As the message of measure 5, the Clean Water Wildlife and Parks amendment, spreads throughout North Dakota, Gov. Jack Dalrymple has proposed an $80.4 million dollar package to support statewide conservation.
The Bismarck Tribune reported that Darymple presented a budget proposal Monday that would nearly triple the state’s current spending on conservation efforts. The governor joined other state officials at the Capitol to define how the new budget proposal would be implemented.
The proposal would set aside 200 acres of state-owned land along the Missouri River for a new state park, which would be the first since the 1980’s.
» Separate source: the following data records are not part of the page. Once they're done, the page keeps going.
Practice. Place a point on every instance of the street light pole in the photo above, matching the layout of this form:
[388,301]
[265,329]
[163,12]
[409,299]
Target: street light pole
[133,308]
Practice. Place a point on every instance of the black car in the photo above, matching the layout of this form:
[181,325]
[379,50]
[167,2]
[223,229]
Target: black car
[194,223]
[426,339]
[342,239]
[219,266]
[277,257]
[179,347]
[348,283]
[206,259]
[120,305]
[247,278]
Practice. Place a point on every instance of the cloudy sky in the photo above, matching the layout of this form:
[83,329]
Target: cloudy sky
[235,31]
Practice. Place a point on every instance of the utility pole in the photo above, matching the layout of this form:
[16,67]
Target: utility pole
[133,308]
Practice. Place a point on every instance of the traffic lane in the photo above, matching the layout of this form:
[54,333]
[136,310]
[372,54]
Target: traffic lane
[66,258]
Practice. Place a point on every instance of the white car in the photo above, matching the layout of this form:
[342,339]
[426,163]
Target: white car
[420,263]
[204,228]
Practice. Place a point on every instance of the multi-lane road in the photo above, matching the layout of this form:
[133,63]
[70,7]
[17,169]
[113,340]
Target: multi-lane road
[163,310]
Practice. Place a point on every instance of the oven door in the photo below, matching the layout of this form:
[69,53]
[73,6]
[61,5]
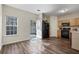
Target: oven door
[65,34]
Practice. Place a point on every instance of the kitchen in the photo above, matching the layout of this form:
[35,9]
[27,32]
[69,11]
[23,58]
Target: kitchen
[68,29]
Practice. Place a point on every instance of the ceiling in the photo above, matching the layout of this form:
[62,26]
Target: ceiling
[48,9]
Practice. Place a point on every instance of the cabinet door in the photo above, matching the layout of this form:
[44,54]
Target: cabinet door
[59,24]
[72,22]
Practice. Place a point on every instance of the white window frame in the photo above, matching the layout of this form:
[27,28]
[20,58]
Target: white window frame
[10,25]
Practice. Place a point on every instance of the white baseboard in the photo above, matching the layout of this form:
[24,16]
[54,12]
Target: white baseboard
[0,48]
[14,42]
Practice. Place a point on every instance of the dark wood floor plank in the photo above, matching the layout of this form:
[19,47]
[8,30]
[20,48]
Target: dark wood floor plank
[44,46]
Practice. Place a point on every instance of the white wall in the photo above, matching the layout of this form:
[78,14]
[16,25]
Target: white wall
[23,29]
[53,26]
[39,26]
[0,26]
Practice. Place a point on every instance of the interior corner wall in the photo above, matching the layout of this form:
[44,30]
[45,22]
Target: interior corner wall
[23,24]
[53,26]
[0,26]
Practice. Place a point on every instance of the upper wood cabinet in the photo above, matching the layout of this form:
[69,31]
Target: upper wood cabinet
[72,22]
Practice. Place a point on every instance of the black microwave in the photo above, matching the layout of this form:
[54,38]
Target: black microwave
[65,24]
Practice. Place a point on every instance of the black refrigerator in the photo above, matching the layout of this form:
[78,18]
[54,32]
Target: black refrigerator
[45,29]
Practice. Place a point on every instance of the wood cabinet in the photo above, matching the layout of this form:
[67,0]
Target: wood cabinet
[58,34]
[77,21]
[72,22]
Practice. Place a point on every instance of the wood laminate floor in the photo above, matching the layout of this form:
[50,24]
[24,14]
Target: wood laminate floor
[38,46]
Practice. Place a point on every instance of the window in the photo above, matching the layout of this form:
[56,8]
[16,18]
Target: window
[11,25]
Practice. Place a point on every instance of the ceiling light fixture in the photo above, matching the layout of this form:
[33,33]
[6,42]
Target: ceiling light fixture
[63,10]
[38,10]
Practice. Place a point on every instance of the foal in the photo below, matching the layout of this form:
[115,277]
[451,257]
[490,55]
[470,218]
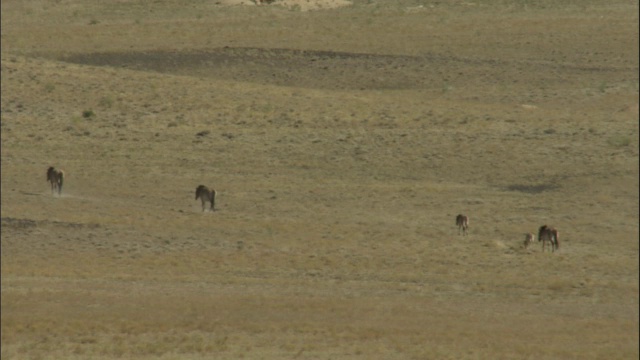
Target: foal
[462,221]
[56,178]
[206,195]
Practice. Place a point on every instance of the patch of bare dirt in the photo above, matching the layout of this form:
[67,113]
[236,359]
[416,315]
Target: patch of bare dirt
[336,70]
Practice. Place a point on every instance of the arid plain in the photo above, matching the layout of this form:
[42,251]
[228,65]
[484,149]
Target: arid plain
[343,139]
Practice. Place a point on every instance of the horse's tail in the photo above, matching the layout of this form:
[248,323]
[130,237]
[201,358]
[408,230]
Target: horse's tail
[61,179]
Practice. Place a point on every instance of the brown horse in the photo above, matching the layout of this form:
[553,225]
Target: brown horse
[550,235]
[56,178]
[462,222]
[205,194]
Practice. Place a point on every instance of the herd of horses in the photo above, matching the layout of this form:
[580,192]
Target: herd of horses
[546,234]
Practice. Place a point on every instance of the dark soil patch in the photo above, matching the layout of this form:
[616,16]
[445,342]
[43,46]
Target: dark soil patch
[327,69]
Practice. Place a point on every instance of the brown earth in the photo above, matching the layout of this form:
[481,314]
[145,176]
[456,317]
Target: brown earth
[342,141]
In addition, the new plan would increase the existing North Dakota Outdoor Heritage Fund from the current $30 million per biennium to $50 million. Also, $30.4 million in new funding for state park upkeep was discussed on Monday.
“This is the approach I feel is the right way to go,” Dalrymple said. “This $80.4 million package … will not add significantly to the state’s ongoing budget obligations.”
The Tribune quoted Jon Godfread, vice president of governmental affairs, for the Greater North Dakota Chamber and the leader of the opposition to Measure 5 calling themselves North Dakotans for Common Sense Conservation, who claimed the governor’s announcement shows that the state can address conservation adequately.
“What it shows is there’s a willingness to look at addressing the needs,” Godfread said.
Carmen Miller, a public policy director for the Great Plains Region for Ducks Unlimited, also stated that the governor’s actions were steps in the right direction. Ducks Unlimited is a part of a coalition that includes hundreds of businesses, individuals, sportsman organizations and health officials who support measure 5.
The North Dakotans for Clean Water, Wildlife and Parks amendment would set aside 5 percent of the state’s already existing oil and gas extraction tax for conservation efforts. Last month, the organization turned in over 41,000 signatures for a spot on November’s ballot.
Currently, North Dakota ranks 49th out of the 50 US states in conservation spending, placing only above Rhode Island.